How many thefts or assaults can be prevented in the time it takes to pick up and process 830 youthful curfew violators? I don’t know; I never was good at math. But when cops routinely criminalize teenage behavior that’s perfectly legal in adults, the teens can always see through it:
"I don't think it's really going to do much," said Jake Tempchin, 14, of upper Northwest Washington. "The shady characters are going to go where they're not going to get caught. The people just walking down the street, it seems they're more likely to get caught than the people who are a threat. It really doesn't seem that much more dangerous after 10 than it does before 10."
It isn’t. But just for the sake of argument, let’s assume you support the idea of a youth curfew. The police are still taking this one too far:
on the western side of the river, Officer Terrance Nesmith was dealing with two violators -- ages 16 and 14. Police had picked them up as they hung out on a friend's front stoop in Southwest, drinking soda and munching chips.

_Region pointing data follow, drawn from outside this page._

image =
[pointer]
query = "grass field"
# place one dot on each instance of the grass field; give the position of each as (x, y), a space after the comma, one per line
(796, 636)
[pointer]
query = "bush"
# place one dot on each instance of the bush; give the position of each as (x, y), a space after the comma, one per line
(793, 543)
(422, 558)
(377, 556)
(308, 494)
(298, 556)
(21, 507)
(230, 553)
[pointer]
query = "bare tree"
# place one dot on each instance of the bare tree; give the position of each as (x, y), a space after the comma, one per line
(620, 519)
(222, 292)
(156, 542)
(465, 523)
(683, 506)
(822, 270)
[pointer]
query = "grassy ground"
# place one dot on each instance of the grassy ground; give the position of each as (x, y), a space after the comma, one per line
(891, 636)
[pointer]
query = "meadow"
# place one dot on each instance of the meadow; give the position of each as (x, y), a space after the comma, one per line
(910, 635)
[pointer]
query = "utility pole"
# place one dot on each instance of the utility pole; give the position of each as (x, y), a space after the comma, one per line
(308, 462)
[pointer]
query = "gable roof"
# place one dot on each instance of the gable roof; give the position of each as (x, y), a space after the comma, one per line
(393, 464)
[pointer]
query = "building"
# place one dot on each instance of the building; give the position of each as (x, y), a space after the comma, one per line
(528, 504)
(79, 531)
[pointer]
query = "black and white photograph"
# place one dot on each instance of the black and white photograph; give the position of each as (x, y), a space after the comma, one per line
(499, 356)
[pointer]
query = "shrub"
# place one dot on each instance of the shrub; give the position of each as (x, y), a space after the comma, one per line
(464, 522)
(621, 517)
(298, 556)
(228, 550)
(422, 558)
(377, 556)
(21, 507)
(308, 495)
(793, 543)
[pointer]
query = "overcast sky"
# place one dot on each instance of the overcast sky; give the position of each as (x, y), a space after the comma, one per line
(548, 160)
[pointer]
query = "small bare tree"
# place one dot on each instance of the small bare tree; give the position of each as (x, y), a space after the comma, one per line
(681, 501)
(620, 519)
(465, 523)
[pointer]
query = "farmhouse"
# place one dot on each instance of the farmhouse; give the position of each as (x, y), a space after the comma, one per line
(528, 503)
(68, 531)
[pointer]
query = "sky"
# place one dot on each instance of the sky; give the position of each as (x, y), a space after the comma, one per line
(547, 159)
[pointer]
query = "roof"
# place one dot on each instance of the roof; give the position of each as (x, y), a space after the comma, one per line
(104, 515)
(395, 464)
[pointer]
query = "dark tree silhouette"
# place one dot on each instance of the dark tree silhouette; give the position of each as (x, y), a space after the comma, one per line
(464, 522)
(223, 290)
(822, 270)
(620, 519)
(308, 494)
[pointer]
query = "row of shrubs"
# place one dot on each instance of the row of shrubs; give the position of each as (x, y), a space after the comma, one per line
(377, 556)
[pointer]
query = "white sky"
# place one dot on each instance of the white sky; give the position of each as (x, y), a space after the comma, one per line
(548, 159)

Note to rural and suburban readers: a “stoop” is what city kids have instead of a yard. It’s where you can go outside without leaving your property. These kids were picked up for the equivalent of sitting on their friend’s front porch, committing flagrant acts of soda-drinking and chip consumption.
I wonder if these kids had air-conditioning in their respective apartments? DC is far enough South for nights to get unbearably sultry in July. But anyway, here’s the aftermath of their bust for after-hours outdoor sitting:
As Nesmith filled out paperwork [note to non-cop readers: “filling out paperwork” is something cops do where they can’t look for criminals while they’re doing it] on the youths at the 3rd District police station off 16th Street NW, Officer Ebony White entered the room and slammed a green ledger on the conference table, startling the teenagers. As she called their sleeping mothers, the two youths looked on with glances ranging from worry to near desperation.
I’d be one hundred percent on the side of these cops if they’d picked the kids up for trespassing, vandalism, stealing, assault . . . but sitting outside on a stoop? That kid’s mom must have been furious when the cop called her.
"He's violated curfew, so you're going to have to come to 1620 V Street in Northwest," the officer told the 16-year-old's mother.
White said the woman responded that her son was on probation for a gun charge and was under court order to be home by 8 p.m.
Oh, damn it. You know what the problem is with libertarian causes? A shortage of good poster children.